海洋生物の体色を彩る世界で2例目の青色タンパク質の発見と構造に関する論文が、Journal of Biological Chemistry誌の9月号に掲載されました。

2023年9月30日

研究の概要

 海洋生物の鮮やかな色の一部は、微生物から色素を獲得して形成されます。しかし色の多様性を生む分子機構の多くは解明されていません。
 資源生物工学研究室では、海洋生物の鮮やかな体色を生み出す分子メカニズムの研究を行っています。本論文では、原始的な動物であるスポンジ(海綿動物のブルースポンジ)から、オレンジ色のアスタキサンチンを青色に変色するタンパク質を発見し、タンパク質の構造と変色のメカニズムが明らかになりました。
 エビやカニなど甲殻類は、オレンジ色のアスタキサンチンを青色に変色するクラスタシアニンというタンパク質を体表に保持しています。

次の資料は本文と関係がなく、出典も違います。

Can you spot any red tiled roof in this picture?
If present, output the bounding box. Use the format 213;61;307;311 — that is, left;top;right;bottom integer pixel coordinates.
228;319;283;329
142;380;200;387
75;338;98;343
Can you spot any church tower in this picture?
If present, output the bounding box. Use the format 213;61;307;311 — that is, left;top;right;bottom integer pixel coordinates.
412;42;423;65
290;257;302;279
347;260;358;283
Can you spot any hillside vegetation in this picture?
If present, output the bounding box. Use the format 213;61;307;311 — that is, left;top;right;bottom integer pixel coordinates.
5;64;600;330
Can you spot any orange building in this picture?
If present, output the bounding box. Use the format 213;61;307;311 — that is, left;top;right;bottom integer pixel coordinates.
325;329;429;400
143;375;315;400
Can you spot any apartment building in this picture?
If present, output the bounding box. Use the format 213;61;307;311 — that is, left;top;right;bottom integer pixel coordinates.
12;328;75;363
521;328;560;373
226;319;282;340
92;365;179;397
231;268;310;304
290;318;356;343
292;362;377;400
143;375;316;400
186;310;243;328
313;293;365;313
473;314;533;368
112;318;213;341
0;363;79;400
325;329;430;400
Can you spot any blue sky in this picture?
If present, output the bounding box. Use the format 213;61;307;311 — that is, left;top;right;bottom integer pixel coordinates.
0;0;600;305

エビやカニを料理の際にボイルすると、赤く変色するのはクラスタシアニンが変性することが原因です。今回発見した海綿動物の体色を彩るタンパク質(エペンダイミンファミリータンパク質)はクラスタシアニンとは異なり、オレンジ色のアスタキサンチンとミチロキサンチンを結合する、世界で2例目の青色タンパク質として同定されました。
 動物の祖先である原始的な海綿動物の体色を彩る青色タンパク質が同定されたことから、海洋生物の体色形成の分子メカニズムと進化を知る上で重要な知見となりました。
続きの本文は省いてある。